[Note: Dude, in case you wondered what triggered this, I'd say I was thinking about the 6th of June and today being the 11th March. :) And you better appreciate this 'cos right now I'm *STANDING* in total darkness risking my ass editing this just so it'll be perfect for you to read 'kay. Not that I didn't know you would appreciate it already. Haha.]

Once in a while, when you’ve done enough good and Lady Fate smiles upon you, you get what you deserve.

It might be a platinum record for a new singer, a five book contract with one of the most famous publishing firms for an author, it might even be the winning combination to the 1 million dollar lottery that everybody’s having their eye on.

Some receive these “presents” only once in their lifetime, while others are more unfortunate and receive multiple “gifts” while they’re living.

I’d say I’d have received one of these treasures so far.

Mine was in the form of a friend, a very good friend who once brought out the best in me.

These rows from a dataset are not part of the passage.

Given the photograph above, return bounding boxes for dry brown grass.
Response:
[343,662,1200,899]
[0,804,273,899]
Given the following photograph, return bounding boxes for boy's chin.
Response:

He put me on a pedestal and allowed me to enjoy the attention I got while I was up there. He never felt neglected while I was lost in my fantasies. He would never try to warn me too if I seemed to be playing too close to the edge, he trusted me to know when I should slow down and move back to the centre. He was my main source of attention and he was never afraid to let me know that he would be there, if anything bad should happen and I should lose my footing. I was free to fly and play, and he would be there to catch me should I have fallen.

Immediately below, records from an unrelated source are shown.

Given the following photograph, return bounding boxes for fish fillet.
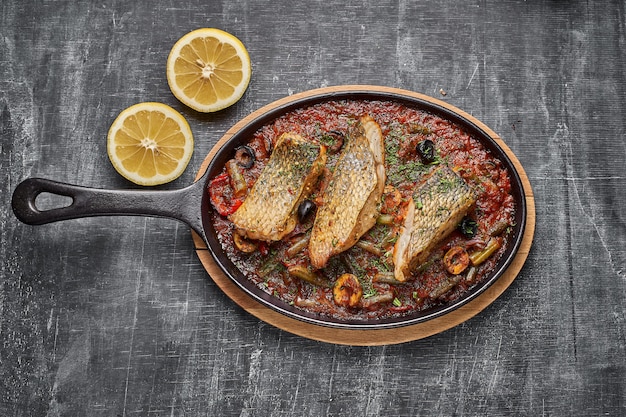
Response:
[229,132,327,241]
[309,115,385,269]
[393,166,476,282]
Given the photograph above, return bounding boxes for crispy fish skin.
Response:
[309,115,385,269]
[393,166,476,282]
[229,133,327,241]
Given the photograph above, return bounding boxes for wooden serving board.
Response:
[191,85,536,346]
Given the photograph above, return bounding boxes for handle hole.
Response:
[35,193,73,211]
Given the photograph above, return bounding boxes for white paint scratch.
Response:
[495,334,503,360]
[325,354,337,416]
[466,63,479,89]
[364,346,387,416]
[52,314,59,364]
[240,349,264,416]
[46,330,91,417]
[542,122,626,281]
[528,176,625,181]
[290,367,303,414]
[570,177,625,280]
[121,221,146,417]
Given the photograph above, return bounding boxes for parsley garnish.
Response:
[363,287,378,299]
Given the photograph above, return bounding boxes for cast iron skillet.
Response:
[12,86,527,330]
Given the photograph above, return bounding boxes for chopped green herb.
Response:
[371,257,392,272]
[438,176,457,192]
[258,258,284,278]
[386,151,400,167]
[363,287,378,299]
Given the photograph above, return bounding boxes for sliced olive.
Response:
[297,199,316,223]
[443,246,470,275]
[234,145,255,169]
[416,139,436,164]
[459,217,478,238]
[333,273,363,308]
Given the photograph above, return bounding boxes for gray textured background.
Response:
[2,0,625,416]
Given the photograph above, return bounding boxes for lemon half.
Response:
[107,102,194,186]
[166,28,252,112]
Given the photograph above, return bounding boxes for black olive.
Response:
[234,145,255,169]
[322,130,345,155]
[297,200,316,223]
[416,139,436,164]
[459,217,478,238]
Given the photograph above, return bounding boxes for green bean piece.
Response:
[355,239,383,257]
[489,219,510,236]
[286,235,310,258]
[360,291,395,309]
[429,276,461,299]
[287,265,328,287]
[258,259,282,278]
[469,238,502,266]
[465,266,478,283]
[373,272,405,285]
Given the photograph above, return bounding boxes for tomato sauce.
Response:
[208,100,516,321]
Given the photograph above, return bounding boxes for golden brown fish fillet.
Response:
[393,166,476,282]
[229,133,327,241]
[309,115,385,269]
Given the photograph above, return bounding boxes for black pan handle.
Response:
[11,177,207,240]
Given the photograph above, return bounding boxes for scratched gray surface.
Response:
[2,0,626,416]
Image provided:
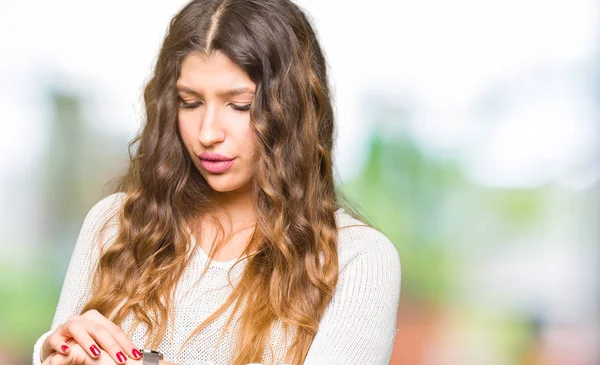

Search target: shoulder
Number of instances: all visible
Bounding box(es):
[334,208,401,280]
[79,192,127,245]
[84,192,127,226]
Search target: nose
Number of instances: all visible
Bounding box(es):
[198,104,225,147]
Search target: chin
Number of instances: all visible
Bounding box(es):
[208,184,239,193]
[203,176,252,195]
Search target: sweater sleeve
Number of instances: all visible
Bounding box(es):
[32,193,126,365]
[303,227,401,365]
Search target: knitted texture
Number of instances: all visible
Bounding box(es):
[33,193,401,365]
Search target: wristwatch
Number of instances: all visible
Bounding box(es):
[142,349,164,365]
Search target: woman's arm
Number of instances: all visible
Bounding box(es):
[33,193,128,364]
[302,228,402,365]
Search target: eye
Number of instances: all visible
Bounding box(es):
[230,103,251,112]
[178,97,202,110]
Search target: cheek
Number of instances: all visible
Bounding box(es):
[242,125,258,158]
[177,114,194,145]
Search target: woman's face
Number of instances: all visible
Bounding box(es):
[177,52,257,196]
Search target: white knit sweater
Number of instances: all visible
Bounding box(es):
[32,193,401,365]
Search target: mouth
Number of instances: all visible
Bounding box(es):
[198,152,233,161]
[198,156,235,173]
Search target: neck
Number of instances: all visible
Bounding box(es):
[211,189,256,231]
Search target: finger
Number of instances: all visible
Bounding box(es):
[42,330,72,361]
[62,340,91,365]
[61,318,103,360]
[41,352,52,365]
[83,309,142,360]
[42,352,69,365]
[41,354,56,365]
[80,317,130,364]
[44,352,74,365]
[42,316,84,357]
[48,341,71,356]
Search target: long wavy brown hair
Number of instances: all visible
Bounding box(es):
[81,0,347,364]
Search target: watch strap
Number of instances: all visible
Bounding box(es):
[142,349,163,365]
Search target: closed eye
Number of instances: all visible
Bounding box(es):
[231,103,251,112]
[179,98,202,110]
[177,98,250,112]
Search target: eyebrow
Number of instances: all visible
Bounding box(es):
[176,85,255,98]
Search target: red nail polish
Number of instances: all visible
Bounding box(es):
[61,345,69,353]
[116,351,127,363]
[90,345,101,357]
[132,349,142,359]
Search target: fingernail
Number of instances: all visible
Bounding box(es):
[90,345,101,357]
[132,349,142,359]
[116,351,127,363]
[61,345,69,353]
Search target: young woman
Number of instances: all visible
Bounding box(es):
[33,0,401,364]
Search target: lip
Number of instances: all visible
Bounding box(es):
[198,152,235,173]
[198,152,233,161]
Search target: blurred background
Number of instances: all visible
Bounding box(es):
[1,0,598,364]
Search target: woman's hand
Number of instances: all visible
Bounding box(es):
[41,309,142,364]
[42,341,142,365]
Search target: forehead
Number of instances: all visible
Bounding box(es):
[177,52,254,91]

I was a child, selfish, immature, bratty. He changed all that. I started to be more understanding and kind and caring. He gave what he could but only took as little as possible. He would having a hell of day and my only problem would be my parents were yelling at me because I didn’t study enough for them and I would be whining to him. He didn’t shut me out and pretend to be listening while I complained, he never tried to make me see how trivial my problems were compared to his, he only gave me all the attention I needed and he took my troubles away from me and made them his.

I guess I was spoilt by his treatment. He made me feel special, like I was one in a million. Whenever a girl starts to feel like a princess, she will begin to think that she really is one and starts making unreasonable demands. There were times when he was busy and didn’t give me the attention I was “supposed to” have, and instead of being considerate and trying to understand the reasons behind his absence, I started to feel unhappy and I wasn’t afraid to show it. I let him know how I felt exactly and I didn’t even bat an eyelid when he apologised profusely like it was actually his fault. I wanted to be the axis around which his life revolved, and I wouldn’t have it another way.

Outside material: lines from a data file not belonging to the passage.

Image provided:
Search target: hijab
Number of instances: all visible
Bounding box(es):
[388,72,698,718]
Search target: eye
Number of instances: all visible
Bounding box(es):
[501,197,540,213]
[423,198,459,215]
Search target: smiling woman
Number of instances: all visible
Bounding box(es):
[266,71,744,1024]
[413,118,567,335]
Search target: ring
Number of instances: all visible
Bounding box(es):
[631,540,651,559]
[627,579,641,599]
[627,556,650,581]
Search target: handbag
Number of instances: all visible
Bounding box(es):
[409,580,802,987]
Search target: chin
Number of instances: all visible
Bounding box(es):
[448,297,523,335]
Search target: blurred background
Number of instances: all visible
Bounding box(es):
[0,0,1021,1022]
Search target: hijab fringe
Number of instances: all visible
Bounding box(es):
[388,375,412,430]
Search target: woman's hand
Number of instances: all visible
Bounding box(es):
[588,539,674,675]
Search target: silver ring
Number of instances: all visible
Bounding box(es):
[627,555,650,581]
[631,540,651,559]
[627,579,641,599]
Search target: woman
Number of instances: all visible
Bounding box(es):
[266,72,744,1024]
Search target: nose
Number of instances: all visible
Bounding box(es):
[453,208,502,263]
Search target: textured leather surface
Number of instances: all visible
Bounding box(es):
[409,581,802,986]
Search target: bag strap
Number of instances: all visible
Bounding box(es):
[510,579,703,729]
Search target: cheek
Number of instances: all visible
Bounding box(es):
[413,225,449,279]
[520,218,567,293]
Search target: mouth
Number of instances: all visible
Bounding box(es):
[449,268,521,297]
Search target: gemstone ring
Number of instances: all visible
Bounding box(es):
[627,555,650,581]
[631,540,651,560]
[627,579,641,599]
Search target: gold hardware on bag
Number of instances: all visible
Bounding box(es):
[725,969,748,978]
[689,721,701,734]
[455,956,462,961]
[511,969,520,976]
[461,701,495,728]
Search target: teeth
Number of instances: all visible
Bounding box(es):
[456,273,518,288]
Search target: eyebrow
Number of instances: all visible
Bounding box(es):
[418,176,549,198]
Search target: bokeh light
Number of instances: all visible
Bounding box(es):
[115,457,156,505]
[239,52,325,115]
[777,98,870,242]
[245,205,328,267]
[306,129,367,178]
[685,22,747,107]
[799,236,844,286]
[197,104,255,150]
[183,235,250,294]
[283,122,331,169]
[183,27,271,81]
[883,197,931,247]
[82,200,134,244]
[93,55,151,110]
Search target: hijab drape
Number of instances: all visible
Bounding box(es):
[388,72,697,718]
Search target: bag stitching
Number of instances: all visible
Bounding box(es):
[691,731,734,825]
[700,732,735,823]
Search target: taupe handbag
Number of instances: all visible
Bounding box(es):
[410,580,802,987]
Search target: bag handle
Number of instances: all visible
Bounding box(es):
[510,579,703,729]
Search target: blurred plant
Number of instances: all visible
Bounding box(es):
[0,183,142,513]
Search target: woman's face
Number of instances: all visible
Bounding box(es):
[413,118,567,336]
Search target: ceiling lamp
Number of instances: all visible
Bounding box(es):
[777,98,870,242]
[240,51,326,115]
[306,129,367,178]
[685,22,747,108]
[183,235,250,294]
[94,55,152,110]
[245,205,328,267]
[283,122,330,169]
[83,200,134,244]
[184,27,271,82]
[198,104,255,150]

It was unfair, in a way. Although most of the time I tried making him happy and make him smile whenever he was down, I tried not to let myself get too close. I didn’t want our lives to be too intricately intertwined. I didn’t want to have to bear the pain when the tight, partially fused coils of our lives had to be carefully seperated. He, however, totally let down his guard and left himself in my hands.

He was always ready with a smile or an encouraging word when I needed one. He even blinded himself to all my faults and still told me I was perfect and having me believe every single word he said. I was invincible, I had a loyal supporter who would cheer me on and root for me no matter how much I tripped and fell or screwed up.

However, good things do not last. It could’ve lasted, if only I had slapped myself hard and woke up before things got too late. It was I who mercilessly severed the ties between us. We were both left bleeding, but it hit him harder.

We had both grown to depend on each other so much and there are times when I miss having him by my side, but what’s done is done, and I have completed my role as the fool who knows not what she just missed.

This is the 11th of March. It would’ve been exactly 3 years.

And I really want you to know that I DO appreciate everything you’ve done for me, every rubber duckie, every tube of gel *haha*, every ounce of energy, every literal statement, every time smoke gets in your eyes, everything.